En cette Journée nationale du Syndrome du bébé secoué, nous vous partageons l’histoire tragique de Bertrand Gimonet et de son fils Tom.

Cette dramatique histoire remonte à 2014, mais la douleur est toujours aussi vive. Cette histoire, c’est celle de Bertrand Gimonet, père du petit Tom, 3 mois et demi, décédé, après avoir été secoué par son assistance maternelle agréée.

Le syndrome du bébé secoué, un drame trop fréquent

Le syndrome du bébé secoué est la forme la plus grave d’un traumatisme crânien.

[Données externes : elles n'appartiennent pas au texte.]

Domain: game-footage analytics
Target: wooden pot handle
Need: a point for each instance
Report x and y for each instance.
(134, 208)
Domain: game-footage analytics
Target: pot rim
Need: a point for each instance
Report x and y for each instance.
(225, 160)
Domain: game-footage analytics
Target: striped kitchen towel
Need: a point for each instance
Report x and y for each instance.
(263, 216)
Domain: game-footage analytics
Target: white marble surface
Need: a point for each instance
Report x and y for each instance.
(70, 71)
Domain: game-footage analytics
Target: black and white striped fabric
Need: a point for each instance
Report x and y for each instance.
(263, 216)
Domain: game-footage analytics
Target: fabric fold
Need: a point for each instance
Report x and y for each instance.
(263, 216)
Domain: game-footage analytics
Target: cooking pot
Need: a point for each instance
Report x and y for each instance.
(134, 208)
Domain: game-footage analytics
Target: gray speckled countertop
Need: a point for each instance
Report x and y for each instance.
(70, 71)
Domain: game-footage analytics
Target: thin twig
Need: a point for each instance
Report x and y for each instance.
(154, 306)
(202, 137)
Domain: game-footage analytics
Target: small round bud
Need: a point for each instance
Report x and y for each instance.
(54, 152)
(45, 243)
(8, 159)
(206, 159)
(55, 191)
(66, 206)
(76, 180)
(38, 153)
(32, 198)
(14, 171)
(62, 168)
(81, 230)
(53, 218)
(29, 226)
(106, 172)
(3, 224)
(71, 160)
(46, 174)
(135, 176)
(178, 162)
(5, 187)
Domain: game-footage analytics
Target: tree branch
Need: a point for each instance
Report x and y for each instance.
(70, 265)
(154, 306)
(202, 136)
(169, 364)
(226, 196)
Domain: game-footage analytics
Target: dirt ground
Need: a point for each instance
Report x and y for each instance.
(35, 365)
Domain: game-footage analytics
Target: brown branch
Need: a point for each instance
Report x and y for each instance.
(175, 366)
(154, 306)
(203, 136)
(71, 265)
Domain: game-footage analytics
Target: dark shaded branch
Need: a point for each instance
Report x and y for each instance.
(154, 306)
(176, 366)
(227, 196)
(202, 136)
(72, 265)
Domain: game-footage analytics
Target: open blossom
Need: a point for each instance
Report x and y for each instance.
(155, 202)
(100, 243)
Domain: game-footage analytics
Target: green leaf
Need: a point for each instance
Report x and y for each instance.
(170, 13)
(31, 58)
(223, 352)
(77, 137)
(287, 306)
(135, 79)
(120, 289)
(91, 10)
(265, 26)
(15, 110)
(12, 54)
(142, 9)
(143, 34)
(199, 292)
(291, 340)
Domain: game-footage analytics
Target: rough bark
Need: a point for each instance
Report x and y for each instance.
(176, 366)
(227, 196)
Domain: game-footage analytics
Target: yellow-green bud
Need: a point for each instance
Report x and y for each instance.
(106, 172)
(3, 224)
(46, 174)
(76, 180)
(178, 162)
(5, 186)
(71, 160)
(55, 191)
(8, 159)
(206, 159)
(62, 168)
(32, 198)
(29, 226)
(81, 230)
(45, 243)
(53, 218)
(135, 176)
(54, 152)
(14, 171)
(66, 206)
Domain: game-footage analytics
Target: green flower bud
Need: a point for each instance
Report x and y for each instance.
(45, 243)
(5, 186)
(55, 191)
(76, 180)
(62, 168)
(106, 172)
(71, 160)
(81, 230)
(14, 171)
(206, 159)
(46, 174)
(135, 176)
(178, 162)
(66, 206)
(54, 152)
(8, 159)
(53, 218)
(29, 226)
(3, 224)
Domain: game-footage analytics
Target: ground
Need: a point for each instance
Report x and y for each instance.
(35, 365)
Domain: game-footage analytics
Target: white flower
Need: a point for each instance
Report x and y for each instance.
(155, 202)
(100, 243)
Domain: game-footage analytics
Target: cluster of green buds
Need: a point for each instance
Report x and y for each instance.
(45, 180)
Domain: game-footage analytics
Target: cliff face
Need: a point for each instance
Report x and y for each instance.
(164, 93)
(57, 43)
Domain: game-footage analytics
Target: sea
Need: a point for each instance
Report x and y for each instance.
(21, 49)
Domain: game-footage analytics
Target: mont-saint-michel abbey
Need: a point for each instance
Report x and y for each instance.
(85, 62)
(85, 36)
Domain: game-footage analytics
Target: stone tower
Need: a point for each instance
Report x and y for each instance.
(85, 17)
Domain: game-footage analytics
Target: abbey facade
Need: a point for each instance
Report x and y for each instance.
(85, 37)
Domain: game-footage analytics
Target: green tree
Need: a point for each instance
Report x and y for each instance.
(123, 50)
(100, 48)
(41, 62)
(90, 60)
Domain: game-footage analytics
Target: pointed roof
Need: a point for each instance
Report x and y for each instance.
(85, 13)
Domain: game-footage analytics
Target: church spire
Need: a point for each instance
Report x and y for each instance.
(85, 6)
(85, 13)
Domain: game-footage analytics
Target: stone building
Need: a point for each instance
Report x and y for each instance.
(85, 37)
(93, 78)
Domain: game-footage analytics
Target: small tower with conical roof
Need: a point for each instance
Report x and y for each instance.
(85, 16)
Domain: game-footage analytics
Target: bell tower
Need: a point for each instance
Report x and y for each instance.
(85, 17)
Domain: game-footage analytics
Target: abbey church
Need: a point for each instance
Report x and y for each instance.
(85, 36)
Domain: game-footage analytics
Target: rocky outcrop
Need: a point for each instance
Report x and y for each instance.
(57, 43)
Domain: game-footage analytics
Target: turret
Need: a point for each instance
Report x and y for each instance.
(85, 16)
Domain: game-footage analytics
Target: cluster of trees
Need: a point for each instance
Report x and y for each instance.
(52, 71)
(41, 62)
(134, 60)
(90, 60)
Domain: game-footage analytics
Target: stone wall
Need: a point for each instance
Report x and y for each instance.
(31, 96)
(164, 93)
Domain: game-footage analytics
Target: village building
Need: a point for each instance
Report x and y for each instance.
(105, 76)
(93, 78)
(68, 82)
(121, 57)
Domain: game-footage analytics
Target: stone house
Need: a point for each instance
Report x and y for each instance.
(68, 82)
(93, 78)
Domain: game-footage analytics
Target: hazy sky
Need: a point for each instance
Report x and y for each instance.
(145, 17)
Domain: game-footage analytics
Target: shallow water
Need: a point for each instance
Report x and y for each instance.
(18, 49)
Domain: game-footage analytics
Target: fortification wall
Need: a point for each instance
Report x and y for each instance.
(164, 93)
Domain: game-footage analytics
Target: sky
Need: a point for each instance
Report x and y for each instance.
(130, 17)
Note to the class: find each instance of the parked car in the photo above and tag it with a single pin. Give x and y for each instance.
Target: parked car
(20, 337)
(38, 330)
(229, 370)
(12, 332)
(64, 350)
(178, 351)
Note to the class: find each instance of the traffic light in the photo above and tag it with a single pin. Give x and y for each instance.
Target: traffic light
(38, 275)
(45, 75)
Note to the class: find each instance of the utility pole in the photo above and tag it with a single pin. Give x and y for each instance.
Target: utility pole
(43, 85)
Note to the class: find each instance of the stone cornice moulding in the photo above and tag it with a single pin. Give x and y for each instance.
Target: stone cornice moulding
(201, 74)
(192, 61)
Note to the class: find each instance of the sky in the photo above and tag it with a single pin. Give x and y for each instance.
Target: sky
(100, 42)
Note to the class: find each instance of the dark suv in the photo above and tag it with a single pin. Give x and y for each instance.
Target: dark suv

Il survient lorsqu’un bébé ou un jeune enfant est violemment secoué par un adulte.

75 % de ces bébés y survivent, mais avec de graves séquelles neurologiques qui se manifestent par des déficiences intellectuelles, visuelles ou motrices, ainsi que des troubles du comportement, de la parole ou de l’attention, comme cela est expliqué sur le site du ministère de la Santé. 1 enfant sur 10 ne survit pas à cet acte de maltraitance. Plusieurs centaines d’enfants sont victimes chaque année de ce syndrome, avec un pic d’incidence entre deux et quatre mois, comme l’indique Science et Avenir. Cela correspond peu ou prou à la période où l’enfant pleure le plus.

L’histoire de Tom, décédé après avoir été secoué par sa nourrice

Si Bertrand Gimonet raconte le drame qui lui est arrivé, c’est pour sensibiliser au maximum les parents, et toutes les personnes en contact avec des enfants, aux conséquences terribles du syndrome du bébé secoué. Dans la vidéo que nous vous partageons ci-dessous, il revient pour Madmoizelle sur ce qui s’est passé il y a maintenant presque 8 ans, avec émotion, résilience et courage :

Le syndrome du bébé secoué, comment ne pas commettre l’irréparable

En tant que parents, ou que personne qui a la charge d’un enfant, on le sait, les pleurs d’un bébé peuvent être parfois très difficiles à supporter. Si vous êtes dans une situation où vous sentez que vous perdez le contrôle, si vous êtes excédée, à bout de patience, que vous ne supportez plus les pleurs, mieux vaut mettre le bébé sur le dos dans son lit, et quitter la pièce, pour se préserver d’un geste irréversible.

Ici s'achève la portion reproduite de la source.